When seeing MarketPulse in action, many people have asked me about how response curves work, and what they really mean. In this article, I'll show you a few examples of marketing response curves, and explain how they relate to the real world, and how they reflect the Return on Marketing Investment (ROMI) for different campaigns.
Assumptions behind the MarketPulse approach
In order for our approach to work, it needs to make three key assumptions:
- Marketing results are not random, but are heavily influenced by some of the things you and your competitors do, such as marketing, promotions, price changes, etc.
- Usually, the effects of these actions are not immediate, but take time to build up, and they also last for a period of time, decaying until the effect has died out
- It is not necessarily productive to try to understand these effects from a behavioural point of view; rather, it is possible to get insight by taking a purely data-driven, quantitative approach
The second of these points is manifested by using response curves to model the effect that each marketing action has on sales, from the time the action takes place, until it no longer has any effect.
Response Curves: Some Examples
The graphs below (from screenshots of an actual model using our software) show response profiles for some representative marketing activities. The one on the left (blue curve) shows the effect of TV advertising, while the one on the right shows the same blue curve, but also the effect of press spend (green curve) superimposed.
These response curves show the impact on sales from one unit of spend (say, one dollar or pound) over a 10 week period. Note the following:
- TV reaches a higher peak (just under 0.4) than press (about 0.3)
- TV reaches this peak faster, within about a week versus about 10 days for press
- However, TV decays much more quickly (by around week 5), while the effect of press lasts longer (still having an effect at week 10, where the graph ends)
- The net effect is that, although the press curve is not has high, it lasts longer, and the total area under the curve is greater for press (about 0.12 for press versus 0.09 for TV, shown in the graph legend)
So these response curves suggest that press is having a greater effect than TV for the same amount of money spent, even though it has a lower peak and takes longer to get there.
For another example, the graph to the right shows the effects of a promotion campaign, and is actually composed of two different effects:
The total area under the combined curve is what matters (.039), showing that the positive effect (.122) more than offsets the negative effect (-.084), suggesting that this campaign had a positive ROI.
Response Curves: their Meaning for ROMI
The examples above should make it clear that response curves show the impact on sales of £1 of spend, over time. Some marketing ROI metrics attempt to give you the total impact, but we believe the time profile is more useful and interesting because:
- It tells a rich "story" about the effect of each marketing lever, which makes more sense and allows for deeper comparison and understanding
- It allows you to compare different campaigns of the same type, along measurable dimensions (e.g., peak, time to reach peak, length of decay, and "shape")
- It makes possible the optimization techniques we deploy in MarketPulse, which allow for a better fit (for the right reasons) than standard multivariate regression
The meaning for Return on Marketing Investment is that the area under the curve is your total return, not just the peak impact on sales. This is an important and practical insight.

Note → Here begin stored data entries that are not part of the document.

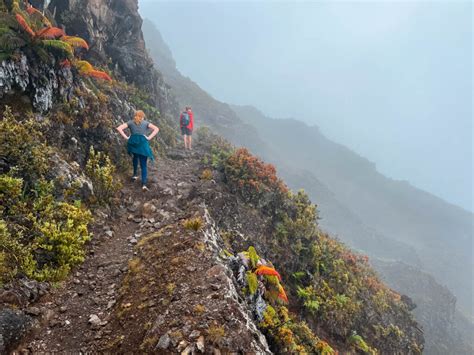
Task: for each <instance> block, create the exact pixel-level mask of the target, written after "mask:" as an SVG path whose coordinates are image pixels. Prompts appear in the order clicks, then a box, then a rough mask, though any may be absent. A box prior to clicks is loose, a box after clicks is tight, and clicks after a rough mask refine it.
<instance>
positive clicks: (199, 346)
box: [196, 335, 205, 353]
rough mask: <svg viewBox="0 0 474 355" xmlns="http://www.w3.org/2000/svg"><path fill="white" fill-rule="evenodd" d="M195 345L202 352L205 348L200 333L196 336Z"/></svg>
mask: <svg viewBox="0 0 474 355" xmlns="http://www.w3.org/2000/svg"><path fill="white" fill-rule="evenodd" d="M196 347H197V349H198V350H199V351H200V352H202V353H203V352H204V349H205V347H204V337H203V336H202V335H201V336H200V337H199V338H198V340H197V342H196Z"/></svg>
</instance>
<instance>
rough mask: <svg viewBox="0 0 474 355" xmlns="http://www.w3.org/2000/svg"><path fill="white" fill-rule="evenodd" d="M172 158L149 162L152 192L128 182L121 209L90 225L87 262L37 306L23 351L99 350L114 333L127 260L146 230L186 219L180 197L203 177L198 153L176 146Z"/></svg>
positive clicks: (25, 352) (120, 207)
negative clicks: (107, 325)
mask: <svg viewBox="0 0 474 355" xmlns="http://www.w3.org/2000/svg"><path fill="white" fill-rule="evenodd" d="M169 157H170V158H167V159H159V160H157V161H156V162H155V163H153V164H152V165H151V166H150V167H149V175H150V176H149V179H150V184H149V187H150V191H148V192H142V191H141V188H140V183H139V182H136V183H132V182H129V181H127V182H124V188H123V190H122V192H121V194H122V197H121V204H120V208H119V210H118V213H116V215H115V216H114V217H113V218H110V217H109V218H108V219H106V220H105V222H99V223H97V224H95V225H94V226H93V227H92V233H93V238H92V240H91V242H90V243H89V245H88V249H87V258H86V260H85V262H84V263H83V264H82V265H81V266H79V267H77V268H76V269H75V270H73V271H72V273H71V275H70V277H69V278H68V279H67V280H66V281H65V282H63V283H61V284H59V285H58V286H57V287H56V288H54V289H53V290H52V291H51V292H50V293H49V294H48V295H47V296H45V297H43V299H41V300H40V302H38V303H37V304H36V305H34V306H35V307H34V309H36V311H37V313H38V314H37V316H36V318H37V321H38V325H37V327H36V329H35V331H33V332H32V334H30V336H29V338H27V340H26V342H25V343H24V344H23V345H22V346H21V347H20V348H19V349H18V350H19V351H21V352H22V353H26V354H28V353H44V352H48V353H50V352H60V353H78V352H95V351H98V350H100V347H99V345H98V344H100V342H101V340H102V339H103V338H104V337H108V336H110V335H111V334H107V332H108V333H111V332H113V331H112V330H110V329H107V327H105V325H106V324H107V323H108V322H109V319H110V315H111V312H112V309H113V307H114V305H115V303H116V302H117V298H118V289H119V287H120V284H121V282H122V280H123V277H124V275H125V274H126V272H127V269H128V262H129V260H130V259H132V258H133V257H134V246H135V245H136V244H137V242H138V241H139V240H140V237H141V236H142V235H144V234H146V233H150V232H152V231H153V230H156V229H159V228H161V227H163V225H164V224H165V223H171V222H172V221H173V220H177V219H179V218H183V214H185V213H186V212H185V211H183V210H181V209H180V208H179V207H178V206H179V204H180V198H181V197H182V194H183V193H186V192H188V193H189V190H190V189H191V187H192V184H193V183H195V182H197V181H199V177H198V171H199V154H198V153H196V152H193V153H188V154H186V153H185V152H182V151H178V150H177V151H174V152H171V154H169ZM150 201H152V203H147V202H150ZM152 216H153V217H152ZM151 217H152V218H151ZM104 329H105V330H104Z"/></svg>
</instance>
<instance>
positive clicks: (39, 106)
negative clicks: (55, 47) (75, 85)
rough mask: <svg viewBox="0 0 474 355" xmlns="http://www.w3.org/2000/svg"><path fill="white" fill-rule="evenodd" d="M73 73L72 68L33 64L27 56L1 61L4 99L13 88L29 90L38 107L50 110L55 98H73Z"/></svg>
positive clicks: (21, 56)
mask: <svg viewBox="0 0 474 355" xmlns="http://www.w3.org/2000/svg"><path fill="white" fill-rule="evenodd" d="M73 88H74V85H73V76H72V72H71V70H70V69H68V68H62V69H58V70H53V69H52V68H51V67H50V66H48V65H46V64H42V63H37V62H35V63H30V62H28V58H27V57H26V56H25V55H22V56H21V57H20V59H19V60H8V61H5V60H4V61H2V62H1V63H0V99H1V98H3V97H4V96H5V95H6V94H8V93H10V92H11V91H12V90H14V89H16V90H19V91H20V92H27V91H28V94H29V95H30V99H31V104H32V105H33V107H34V108H35V109H37V110H38V111H41V112H46V111H48V110H49V109H51V107H52V106H53V102H54V100H53V97H54V98H55V99H56V100H57V99H67V100H68V99H70V98H71V96H72V92H73Z"/></svg>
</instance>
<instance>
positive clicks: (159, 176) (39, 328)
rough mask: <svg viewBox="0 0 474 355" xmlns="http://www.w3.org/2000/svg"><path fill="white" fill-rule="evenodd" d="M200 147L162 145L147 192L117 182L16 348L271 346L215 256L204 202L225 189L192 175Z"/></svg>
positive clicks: (163, 348) (43, 302) (66, 352)
mask: <svg viewBox="0 0 474 355" xmlns="http://www.w3.org/2000/svg"><path fill="white" fill-rule="evenodd" d="M202 154H203V151H199V150H197V151H194V152H192V153H189V152H188V153H185V152H182V151H179V150H175V151H172V152H170V153H169V154H168V158H166V159H162V160H159V161H158V162H157V163H155V164H154V165H152V166H151V169H150V184H149V187H150V191H148V192H145V193H144V192H142V191H141V188H140V184H139V183H138V184H137V183H135V184H134V183H131V182H126V183H124V188H123V190H122V197H121V199H120V201H122V203H121V204H120V206H118V208H117V212H116V213H115V214H114V213H112V215H113V216H114V217H112V218H108V219H107V218H106V219H104V220H99V221H98V222H96V224H95V225H94V226H93V235H94V236H93V238H92V241H91V242H90V244H89V249H88V256H87V259H86V261H85V262H84V263H83V264H82V265H81V266H80V267H78V268H77V269H75V270H73V272H72V273H71V276H70V277H69V279H68V280H67V281H65V282H64V283H63V284H61V285H60V286H59V287H57V288H56V289H53V290H52V291H50V292H49V293H48V294H47V295H45V296H44V297H43V298H42V299H40V301H39V302H37V303H36V304H33V305H31V307H30V309H29V313H30V314H31V315H33V316H34V317H35V318H36V321H37V322H36V327H35V330H34V331H33V332H31V333H30V335H29V337H27V338H26V341H24V342H23V345H22V346H21V347H19V348H18V351H19V352H21V353H25V354H29V353H45V352H47V353H50V352H55V353H91V352H107V353H150V352H153V353H156V352H170V351H171V352H175V353H176V352H178V353H182V354H195V353H208V354H220V353H221V351H224V352H229V351H241V352H244V353H269V352H270V350H269V348H268V344H267V341H266V339H265V337H264V336H263V335H262V334H261V333H260V332H259V331H258V330H257V328H256V326H255V323H254V322H253V320H252V316H251V314H250V310H249V309H248V307H247V306H246V305H245V304H244V303H245V302H244V301H243V299H242V298H241V297H240V296H239V293H238V292H237V290H236V287H235V284H236V281H235V278H234V276H233V273H232V270H231V269H230V268H229V267H228V265H227V264H226V262H225V261H224V260H225V258H223V257H222V253H223V248H222V245H223V241H222V238H221V236H220V235H219V231H218V227H217V226H216V223H215V221H214V220H213V219H212V217H211V215H210V213H209V210H208V209H207V203H208V202H209V203H214V202H216V201H219V203H220V204H221V203H222V201H223V200H222V199H220V198H219V197H222V196H223V190H222V186H220V185H219V184H217V183H216V182H215V181H214V180H209V179H204V180H202V179H201V178H200V174H201V173H202V172H201V170H202V167H201V161H202V157H203V155H202ZM194 221H197V222H196V223H194V224H193V223H191V224H190V225H189V224H187V223H186V222H188V223H189V222H194ZM231 334H233V335H232V336H231ZM236 334H238V336H235V335H236Z"/></svg>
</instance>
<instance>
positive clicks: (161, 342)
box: [156, 333, 171, 350]
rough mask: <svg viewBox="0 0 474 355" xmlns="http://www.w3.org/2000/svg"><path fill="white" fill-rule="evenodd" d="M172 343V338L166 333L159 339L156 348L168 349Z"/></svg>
mask: <svg viewBox="0 0 474 355" xmlns="http://www.w3.org/2000/svg"><path fill="white" fill-rule="evenodd" d="M170 343H171V338H170V336H169V335H168V333H166V334H165V335H162V336H161V338H160V340H159V341H158V344H156V349H162V350H166V349H168V347H169V346H170Z"/></svg>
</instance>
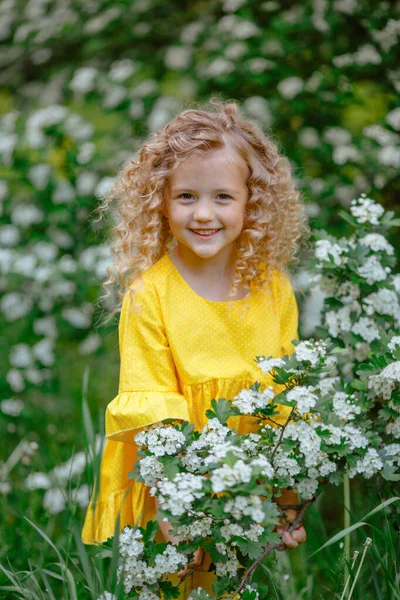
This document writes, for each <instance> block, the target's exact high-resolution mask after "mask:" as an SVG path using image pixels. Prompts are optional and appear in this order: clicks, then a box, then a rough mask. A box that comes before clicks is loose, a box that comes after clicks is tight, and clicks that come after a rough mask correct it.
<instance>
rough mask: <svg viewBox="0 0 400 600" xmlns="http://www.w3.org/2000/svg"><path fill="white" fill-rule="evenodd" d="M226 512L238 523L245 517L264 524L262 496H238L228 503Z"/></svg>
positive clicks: (230, 500) (263, 512)
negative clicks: (248, 517) (242, 518)
mask: <svg viewBox="0 0 400 600" xmlns="http://www.w3.org/2000/svg"><path fill="white" fill-rule="evenodd" d="M224 512H226V513H228V514H229V515H231V516H232V517H233V518H234V519H236V521H240V520H241V519H242V518H243V517H251V518H252V520H253V521H254V522H255V523H262V522H263V521H264V518H265V513H264V511H263V507H262V500H261V497H260V496H255V495H253V494H252V495H251V496H236V497H235V498H230V499H229V500H227V501H226V503H225V506H224Z"/></svg>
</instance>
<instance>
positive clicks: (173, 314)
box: [82, 254, 298, 598]
mask: <svg viewBox="0 0 400 600" xmlns="http://www.w3.org/2000/svg"><path fill="white" fill-rule="evenodd" d="M131 308H132V310H130V309H131ZM297 322H298V311H297V305H296V300H295V296H294V293H293V289H292V286H291V284H290V282H289V279H288V278H287V277H286V276H285V275H284V274H282V273H280V272H278V271H274V274H273V278H272V279H271V282H270V284H269V285H268V288H267V289H265V290H254V289H252V292H251V294H249V295H248V296H247V297H246V298H243V299H240V300H235V301H233V302H217V301H212V300H207V299H205V298H203V297H201V296H200V295H198V294H197V293H196V292H195V291H194V290H193V289H192V288H191V287H190V286H189V284H188V283H187V282H186V281H185V279H184V278H183V277H182V276H181V274H180V273H179V271H178V270H177V268H176V267H175V265H174V264H173V263H172V261H171V259H170V258H169V256H168V254H165V255H164V256H163V257H162V258H161V259H160V260H159V261H158V262H157V263H156V264H154V265H153V266H152V267H151V268H150V269H149V270H148V271H147V272H146V273H145V274H144V275H143V278H142V282H141V286H140V287H139V289H138V291H137V292H136V295H135V301H134V306H133V307H131V301H130V295H129V294H126V296H125V298H124V301H123V305H122V311H121V316H120V322H119V346H120V357H121V371H120V383H119V390H118V395H117V396H116V398H114V400H112V402H110V404H109V405H108V407H107V411H106V438H107V441H106V445H105V449H104V453H103V457H102V464H101V471H100V483H99V489H98V494H97V497H96V499H95V498H94V495H93V498H92V501H91V503H90V505H89V507H88V510H87V514H86V519H85V524H84V527H83V532H82V539H83V541H84V543H86V544H93V543H100V542H103V541H105V540H106V539H107V538H109V537H111V536H112V535H114V528H115V523H116V519H117V515H118V514H119V513H120V527H121V528H122V527H123V526H125V525H127V524H130V525H140V526H144V525H145V524H146V523H147V521H148V520H150V519H154V516H155V512H156V508H155V499H154V498H153V497H151V496H150V495H149V491H148V489H147V488H146V487H145V486H144V484H143V483H138V482H137V481H136V480H134V481H132V480H130V479H128V473H129V471H131V470H132V468H133V465H134V463H135V461H136V446H135V443H134V441H133V437H134V435H135V434H137V432H138V430H139V429H140V428H143V427H145V426H148V425H151V424H152V423H157V422H159V421H162V420H163V419H168V418H172V419H187V420H188V421H190V422H191V423H193V424H194V425H195V426H196V428H197V429H199V430H200V429H202V428H203V426H204V425H205V423H206V421H207V419H206V417H205V412H206V410H207V409H208V408H210V407H211V400H212V399H213V398H217V399H218V398H227V399H232V398H233V397H234V396H236V395H237V394H238V393H239V392H240V391H241V390H242V389H243V388H248V387H250V385H252V384H253V383H254V382H255V381H259V382H260V383H261V384H262V389H264V387H266V386H268V385H271V384H272V380H271V377H270V376H269V375H266V374H264V373H262V371H261V369H260V368H259V367H258V366H257V363H256V362H255V361H254V359H255V357H256V356H261V355H266V356H269V355H272V356H274V357H280V356H283V355H284V354H288V353H290V352H291V351H292V350H293V345H292V344H291V341H292V340H293V339H296V338H297ZM285 414H287V409H286V408H285V407H282V411H281V414H280V418H281V419H284V417H285ZM230 425H231V426H234V427H236V428H237V429H238V430H239V431H240V432H241V433H246V432H248V431H251V430H253V431H254V430H255V427H254V420H253V419H252V418H251V417H233V418H232V419H231V422H230ZM195 575H196V576H195V577H194V578H192V579H193V581H192V583H191V585H193V586H194V588H196V587H198V586H199V585H203V583H204V582H205V580H206V579H207V576H208V574H207V573H201V572H198V573H197V574H195ZM205 587H206V586H205ZM183 597H184V596H182V598H183ZM186 597H187V596H186Z"/></svg>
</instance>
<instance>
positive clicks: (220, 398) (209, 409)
mask: <svg viewBox="0 0 400 600" xmlns="http://www.w3.org/2000/svg"><path fill="white" fill-rule="evenodd" d="M211 406H212V408H213V410H210V409H208V410H207V412H206V417H207V418H208V419H214V418H217V419H218V421H219V422H220V423H221V424H222V425H225V423H226V422H227V420H228V419H229V417H236V416H239V415H241V412H240V410H239V409H238V408H235V407H234V406H233V404H232V401H231V400H226V399H225V398H220V399H219V400H215V398H214V399H213V400H211Z"/></svg>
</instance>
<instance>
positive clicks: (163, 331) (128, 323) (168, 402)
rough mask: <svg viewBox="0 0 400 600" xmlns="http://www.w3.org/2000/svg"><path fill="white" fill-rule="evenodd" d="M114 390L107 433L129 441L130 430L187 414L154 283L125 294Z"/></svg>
mask: <svg viewBox="0 0 400 600" xmlns="http://www.w3.org/2000/svg"><path fill="white" fill-rule="evenodd" d="M119 347H120V358H121V370H120V383H119V390H118V396H116V398H114V400H112V402H110V404H109V405H108V407H107V410H106V437H107V438H109V439H112V440H116V441H121V442H131V443H133V431H134V430H137V429H140V428H142V427H146V426H148V425H151V424H152V423H157V422H159V421H164V420H166V419H184V420H189V413H188V407H187V402H186V400H185V398H184V396H183V394H182V393H181V391H180V386H179V382H178V379H177V376H176V369H175V365H174V361H173V358H172V354H171V350H170V347H169V344H168V339H167V336H166V334H165V329H164V325H163V320H162V316H161V307H160V301H159V298H158V294H157V290H156V289H155V287H154V285H153V284H152V283H151V282H149V281H147V282H145V283H143V284H142V286H141V288H140V289H138V290H137V291H136V294H135V296H134V301H133V303H132V301H131V294H130V293H129V292H128V293H127V294H126V295H125V298H124V300H123V304H122V310H121V317H120V322H119Z"/></svg>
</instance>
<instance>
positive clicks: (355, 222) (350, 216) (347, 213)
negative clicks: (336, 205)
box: [338, 210, 358, 227]
mask: <svg viewBox="0 0 400 600" xmlns="http://www.w3.org/2000/svg"><path fill="white" fill-rule="evenodd" d="M338 214H339V216H340V217H342V219H344V220H345V221H347V223H350V225H352V226H353V227H357V225H358V224H357V221H356V220H355V219H354V218H353V217H352V216H351V215H349V213H347V212H345V211H344V210H339V213H338Z"/></svg>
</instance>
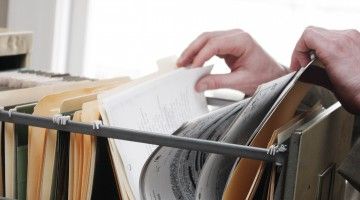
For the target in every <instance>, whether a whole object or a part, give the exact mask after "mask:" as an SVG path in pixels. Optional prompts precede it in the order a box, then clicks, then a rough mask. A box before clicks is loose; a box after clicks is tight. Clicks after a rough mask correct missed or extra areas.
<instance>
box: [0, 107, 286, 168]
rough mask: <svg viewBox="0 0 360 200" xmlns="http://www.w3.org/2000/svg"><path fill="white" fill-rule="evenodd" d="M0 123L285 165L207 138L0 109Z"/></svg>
mask: <svg viewBox="0 0 360 200" xmlns="http://www.w3.org/2000/svg"><path fill="white" fill-rule="evenodd" d="M0 121H5V122H11V123H16V124H26V125H30V126H36V127H42V128H48V129H56V130H62V131H67V132H73V133H82V134H87V135H94V136H98V137H106V138H114V139H120V140H128V141H133V142H141V143H148V144H156V145H160V146H167V147H174V148H180V149H188V150H195V151H202V152H207V153H216V154H222V155H227V156H235V157H242V158H249V159H256V160H262V161H270V162H276V163H279V164H282V163H284V157H285V156H284V154H283V153H277V154H275V155H269V154H268V153H267V152H268V150H267V149H265V148H258V147H249V146H244V145H237V144H230V143H222V142H215V141H209V140H204V139H196V138H189V137H181V136H175V135H163V134H156V133H150V132H141V131H135V130H129V129H122V128H116V127H111V126H101V127H100V129H93V125H92V124H86V123H80V122H74V121H68V122H67V123H66V125H58V124H56V123H53V120H52V118H48V117H39V116H34V115H30V114H24V113H18V112H11V117H10V116H9V112H8V111H5V110H0Z"/></svg>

How we get response curves and use them
We derive response curves for our clients using our proprietary software, which manages a database of spend on all known drivers, and uses several optimization algorithms to estimate the response curves against known output metrics such as sales or market share. During the process, we examine the variance between predicted and actual sales, to help identify where critical drivers have been missed, and have identified several unobserved market dynamics this way.
Although we inspect the curves to make sure they are reasonable, it is important to note that the approach is data driven, and does not use inputs such as expected impact or duration in the process. We have found that this purely data-driven approach is robust and reliable.
The resulting curves are very useful. In additional to "explaining" how various marketing actions impact sales, they help us to create and interpret scenarios around different marketing spend allocations. This helps to improve company results, by reducing spend on less productive activities, and increasing those activities that work.